There are no Candidos named in Lynne Bowen's historical tribute to the first generations of Italians who helped build Canada. But they are there all the same. In the smelters of Trail, in the dry grasslands of Kamloops, in the burgeoning days of early Vancouver... Whoever Gives Us Bread traces the trails of Italian Canadians and in doing so, fills in the sketches we have of part of my family's early history in Canada.

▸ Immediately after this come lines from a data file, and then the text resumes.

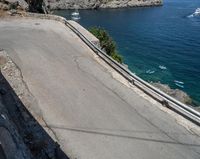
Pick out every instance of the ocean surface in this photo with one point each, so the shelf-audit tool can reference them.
(157, 43)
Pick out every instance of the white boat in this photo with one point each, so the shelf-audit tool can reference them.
(196, 13)
(179, 85)
(150, 71)
(75, 15)
(162, 67)
(179, 82)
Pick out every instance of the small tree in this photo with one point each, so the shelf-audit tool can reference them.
(106, 43)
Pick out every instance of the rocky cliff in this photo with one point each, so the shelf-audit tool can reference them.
(94, 4)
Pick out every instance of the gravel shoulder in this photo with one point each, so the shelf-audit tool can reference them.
(91, 109)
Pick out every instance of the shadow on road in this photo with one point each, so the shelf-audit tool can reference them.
(21, 136)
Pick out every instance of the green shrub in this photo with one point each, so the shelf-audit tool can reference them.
(106, 43)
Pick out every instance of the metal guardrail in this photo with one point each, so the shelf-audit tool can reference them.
(160, 96)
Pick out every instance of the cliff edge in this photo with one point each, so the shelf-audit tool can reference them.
(94, 4)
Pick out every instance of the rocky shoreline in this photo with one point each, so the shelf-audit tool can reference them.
(95, 4)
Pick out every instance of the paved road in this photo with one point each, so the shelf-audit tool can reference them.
(93, 115)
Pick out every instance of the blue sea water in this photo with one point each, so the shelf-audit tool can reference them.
(155, 36)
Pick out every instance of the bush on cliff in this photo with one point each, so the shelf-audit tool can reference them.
(106, 43)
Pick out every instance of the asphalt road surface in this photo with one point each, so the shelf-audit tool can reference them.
(93, 115)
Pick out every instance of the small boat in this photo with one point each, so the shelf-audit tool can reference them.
(150, 71)
(75, 15)
(196, 13)
(179, 85)
(162, 67)
(179, 82)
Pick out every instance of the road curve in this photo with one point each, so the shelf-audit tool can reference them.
(93, 115)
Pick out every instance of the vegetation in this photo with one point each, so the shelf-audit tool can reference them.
(106, 43)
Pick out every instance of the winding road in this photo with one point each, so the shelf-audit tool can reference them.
(91, 113)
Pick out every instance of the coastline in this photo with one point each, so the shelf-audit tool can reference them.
(95, 4)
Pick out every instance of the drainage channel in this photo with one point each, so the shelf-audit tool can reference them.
(21, 136)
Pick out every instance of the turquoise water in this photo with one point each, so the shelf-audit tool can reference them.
(152, 37)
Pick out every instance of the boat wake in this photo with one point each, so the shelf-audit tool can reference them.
(195, 14)
(150, 71)
(162, 67)
(179, 83)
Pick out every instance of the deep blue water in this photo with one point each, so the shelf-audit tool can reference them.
(150, 37)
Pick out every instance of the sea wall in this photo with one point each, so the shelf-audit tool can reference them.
(94, 4)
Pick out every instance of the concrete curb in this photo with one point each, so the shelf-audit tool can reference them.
(155, 93)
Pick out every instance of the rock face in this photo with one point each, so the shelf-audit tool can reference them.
(93, 4)
(13, 4)
(176, 93)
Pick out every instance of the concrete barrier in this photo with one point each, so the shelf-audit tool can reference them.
(155, 93)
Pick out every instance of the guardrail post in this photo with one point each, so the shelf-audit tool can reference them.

"Among the Italians who were offending the sensibilites of middle-class Vancouverites," writes Bowen, "were men from Friuli, a region that had exported over fifty thousand of its people in that one year of 1913." My great grandfather, around about that time, was one of them. Leaving the slow starvation of a country that couldn't afford to feed them, Canada offered opportunity for those willing to get their hands, and their lungs, dirty.
My great grandfather made his first stop in Trail, to work in the smelter. As my father says: "But he didn't like that, he was a horseman, he wanted to be outdoors." He moved on to Kamloops, found work as a city labourman, saved up and brought his wife and children to Canada as soon as he could pay their passage. Although he escaped the debilitating effects of lead absorption common to smelter workers, his life ended tragically, with his abdomen fatally punctured when he fell from his horse onto a fencepost. He left behind seven children all of whom were living examples of the generation raised, as Bowen observes of others in her book, to appreciate their heritage, but also to be "whole heartedly Canadian."
Bowen's clear look back affirms one thing we've always known in our family: no one gave Italians like my great grandfather their bread in Canada. They earned it. Every bite.